Simplemente porque no ha catalogado a Garzón como “bueno” o
“malo”. Hay que tomar partido. O por los
que defienden lo exacto de la sentencia o por los que defienden la inefabilidad
del exjuez. Porque no hay medias tintas.
En este país no se puede pensar que el jurista tuvo aciertos
y desatinos en su ejercicio profesional. O es un héroe defensor de los derechos
humanos y perseguidor de terroristas y corruptos o es una diva que solo ha buscado
la fama a través de procesos con tintes de megalomanía.

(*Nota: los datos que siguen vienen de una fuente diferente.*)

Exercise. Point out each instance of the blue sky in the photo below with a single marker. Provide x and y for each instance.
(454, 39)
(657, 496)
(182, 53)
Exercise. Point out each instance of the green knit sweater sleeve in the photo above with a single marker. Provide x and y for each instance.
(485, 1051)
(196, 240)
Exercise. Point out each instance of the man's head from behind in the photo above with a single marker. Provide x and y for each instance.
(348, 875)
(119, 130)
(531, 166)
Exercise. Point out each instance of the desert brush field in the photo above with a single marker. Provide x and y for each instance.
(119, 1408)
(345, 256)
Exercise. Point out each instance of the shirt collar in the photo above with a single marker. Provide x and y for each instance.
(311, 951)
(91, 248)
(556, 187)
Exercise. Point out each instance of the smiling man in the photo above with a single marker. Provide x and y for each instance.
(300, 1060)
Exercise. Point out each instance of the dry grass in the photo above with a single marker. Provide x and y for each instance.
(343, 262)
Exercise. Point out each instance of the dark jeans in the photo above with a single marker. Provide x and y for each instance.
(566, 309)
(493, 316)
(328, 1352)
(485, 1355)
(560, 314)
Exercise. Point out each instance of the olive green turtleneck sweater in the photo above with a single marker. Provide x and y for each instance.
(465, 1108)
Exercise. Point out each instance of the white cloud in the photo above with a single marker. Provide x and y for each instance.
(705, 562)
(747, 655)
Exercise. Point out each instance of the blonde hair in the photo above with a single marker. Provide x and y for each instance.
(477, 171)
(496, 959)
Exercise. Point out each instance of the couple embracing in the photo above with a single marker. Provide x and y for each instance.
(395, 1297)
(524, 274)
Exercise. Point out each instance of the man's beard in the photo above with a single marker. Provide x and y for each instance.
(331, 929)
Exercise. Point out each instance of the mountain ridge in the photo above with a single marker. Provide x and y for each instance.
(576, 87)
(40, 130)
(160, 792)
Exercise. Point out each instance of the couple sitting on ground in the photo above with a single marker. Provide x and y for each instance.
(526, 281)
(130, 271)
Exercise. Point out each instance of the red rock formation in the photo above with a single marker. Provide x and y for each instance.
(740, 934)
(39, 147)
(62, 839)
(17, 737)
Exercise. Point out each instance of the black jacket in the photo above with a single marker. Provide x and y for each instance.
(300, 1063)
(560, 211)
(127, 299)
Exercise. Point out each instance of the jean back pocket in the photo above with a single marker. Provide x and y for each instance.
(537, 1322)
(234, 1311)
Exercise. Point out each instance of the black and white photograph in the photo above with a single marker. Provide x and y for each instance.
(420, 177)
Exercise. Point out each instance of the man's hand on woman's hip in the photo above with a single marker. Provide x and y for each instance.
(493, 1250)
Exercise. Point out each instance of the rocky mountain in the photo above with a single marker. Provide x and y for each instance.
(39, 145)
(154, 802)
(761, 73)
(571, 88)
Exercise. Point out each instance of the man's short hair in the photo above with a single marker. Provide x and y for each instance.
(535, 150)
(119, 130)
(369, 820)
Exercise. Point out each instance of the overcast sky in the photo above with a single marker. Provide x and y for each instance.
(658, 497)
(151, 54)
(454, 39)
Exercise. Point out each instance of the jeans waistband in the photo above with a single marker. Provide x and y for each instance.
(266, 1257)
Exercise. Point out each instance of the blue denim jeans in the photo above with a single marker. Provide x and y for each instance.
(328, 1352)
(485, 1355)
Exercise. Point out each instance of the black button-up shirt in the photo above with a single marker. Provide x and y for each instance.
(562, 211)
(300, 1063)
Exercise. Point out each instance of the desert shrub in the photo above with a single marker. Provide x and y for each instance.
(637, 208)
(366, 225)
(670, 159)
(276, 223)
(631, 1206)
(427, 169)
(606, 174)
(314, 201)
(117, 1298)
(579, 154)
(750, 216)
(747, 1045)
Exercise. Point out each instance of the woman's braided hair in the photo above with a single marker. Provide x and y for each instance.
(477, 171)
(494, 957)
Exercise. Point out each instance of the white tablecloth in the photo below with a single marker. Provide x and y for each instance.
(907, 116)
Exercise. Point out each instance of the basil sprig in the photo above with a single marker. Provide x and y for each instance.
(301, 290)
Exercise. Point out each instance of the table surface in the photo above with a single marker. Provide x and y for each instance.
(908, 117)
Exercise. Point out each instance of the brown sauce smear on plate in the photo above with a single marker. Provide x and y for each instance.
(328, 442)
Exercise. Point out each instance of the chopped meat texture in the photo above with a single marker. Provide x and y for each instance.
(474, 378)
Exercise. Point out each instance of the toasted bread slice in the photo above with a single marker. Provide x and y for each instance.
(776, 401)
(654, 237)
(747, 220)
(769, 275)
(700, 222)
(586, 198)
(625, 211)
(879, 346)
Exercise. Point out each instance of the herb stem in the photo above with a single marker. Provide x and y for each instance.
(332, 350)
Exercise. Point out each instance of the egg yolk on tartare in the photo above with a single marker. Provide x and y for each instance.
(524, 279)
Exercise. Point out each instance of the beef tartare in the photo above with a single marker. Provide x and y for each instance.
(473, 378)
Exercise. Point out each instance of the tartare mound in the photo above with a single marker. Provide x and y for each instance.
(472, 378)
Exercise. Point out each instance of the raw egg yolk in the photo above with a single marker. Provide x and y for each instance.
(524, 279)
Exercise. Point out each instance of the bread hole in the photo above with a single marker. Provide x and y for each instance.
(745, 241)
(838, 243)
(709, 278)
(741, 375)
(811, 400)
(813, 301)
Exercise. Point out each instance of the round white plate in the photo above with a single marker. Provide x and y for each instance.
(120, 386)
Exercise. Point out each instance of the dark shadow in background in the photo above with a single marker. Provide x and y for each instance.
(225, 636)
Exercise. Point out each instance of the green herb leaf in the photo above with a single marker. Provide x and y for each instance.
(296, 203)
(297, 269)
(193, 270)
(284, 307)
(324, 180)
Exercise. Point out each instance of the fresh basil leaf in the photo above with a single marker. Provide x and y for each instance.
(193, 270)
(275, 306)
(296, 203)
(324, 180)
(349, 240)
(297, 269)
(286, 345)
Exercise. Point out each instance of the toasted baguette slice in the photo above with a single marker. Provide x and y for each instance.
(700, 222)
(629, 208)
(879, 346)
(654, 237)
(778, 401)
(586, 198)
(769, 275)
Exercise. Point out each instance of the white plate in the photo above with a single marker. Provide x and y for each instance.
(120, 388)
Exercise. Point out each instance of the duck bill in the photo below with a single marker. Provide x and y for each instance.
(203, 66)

En estos días la línea que traza la divisoria entre las dos
Españas la ha trazado el exjuez Garzón. A un lado sus partidarios (que se han
apoderado del ideario progresista, de la república y del concepto de izquierda),
al otro sus detractores (tachados por los otros de fascistas mientras que ellos
alegan que la sentencia aplica la ley vigente y que la justicia es para todos,
sin excepción).
Si ha optado por no posicionarse sepa que es diana de unos y
otros. Partidarios y detractores se unirán contra usted por no comprender que
prefiere analizar en vez de prejuzgar.